The investigators worked "with emphasis" to identify the offender, Yildirim said. Interior Minister Süleyman Soylu said the assassin had hidden his rifle under a cloak and possibly changed clothes before he left the club. "I hope he'll be caught quickly, God willing."
In recent years, attacks on the jihadist militia Islamic state (IS) or Kurdish extremists had repeatedly taken place. In the case of the nightclub attack, the authorities first avoided guilt assignments, they did not nominate suspects.
On the Kurdish side, the responsibility for the assassination was rejected. The agency Firat, which is close to the forbidden Kurdenpartei PKK, quoted their chief Murat Karayilan with the statement that no Kurdish grouping is behind the deed.
The majority of death victims came from abroad. The Turkish family minister Fatma Betul Sayan Kaya said that it was mainly citizens of Arab states among the victims. According to official figures, the dead were citizens of Belgium, France, Tunisia, Israel, India, Saudi Arabia, Lebanon, Jordan, Iraq, and Libya. German victims were not confirmed at first.
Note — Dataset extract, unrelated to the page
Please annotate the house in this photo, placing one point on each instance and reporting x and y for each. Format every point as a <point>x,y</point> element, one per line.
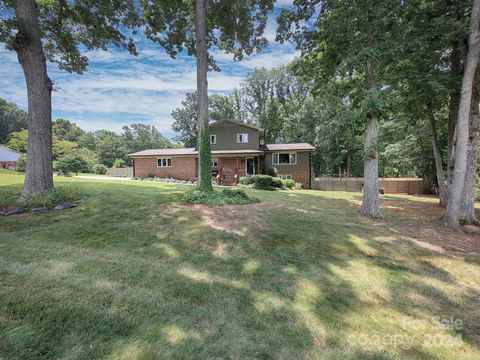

The assassin had first shot a police officer and a civilian, according to the Turkish authorities, early on New Year's Day, then he randomly killed party guests at Club Reina. The assassin attacked the nightclub on the Bosporus bank, which was popular with celebrities and tourists when the new year in Turkey was just a good hour. In the club located on the European side of Istanbul, with several restaurants and dance floors, the New Year's Eve celebrated up to 800 people.
"They want to destroy the morale of our country and spread chaos by targeting civilians with these vicious attacks," Turkish President Recep Tayyip Erdogan said. But Turkey is determined to continue "the fight against terror".
The club owner Mehmet Kocarslan condemned the attack. "Our heart is bleeding," he wrote on his Facebook page. The assassination also sparked memories of the Islamic assassination series in Paris in November 2015, when dozens of people were killed in the Bataclan concert hall in Paris alone.
Internationally the assassination was sharply condemned.
Federal Chancellor Angela Merkel (CDU), in a letter of condolence to Erdogan, described the assassination as a "despicable and despicable attack". Federal President Joachim Gauck also expressed "mourning and horror" about the "perfidious act". Pope Francis condemned the violence in Istanbul in his New Year's wishes.
The "Reina" is one of the smartest addresses in Istanbul and very popular with celebrities. Only a few hundred yards away the official New Year celebrations took place. Because of the danger of attack, 17,000 police officers were deployed in Istanbul, with tightening security precautions in the city center.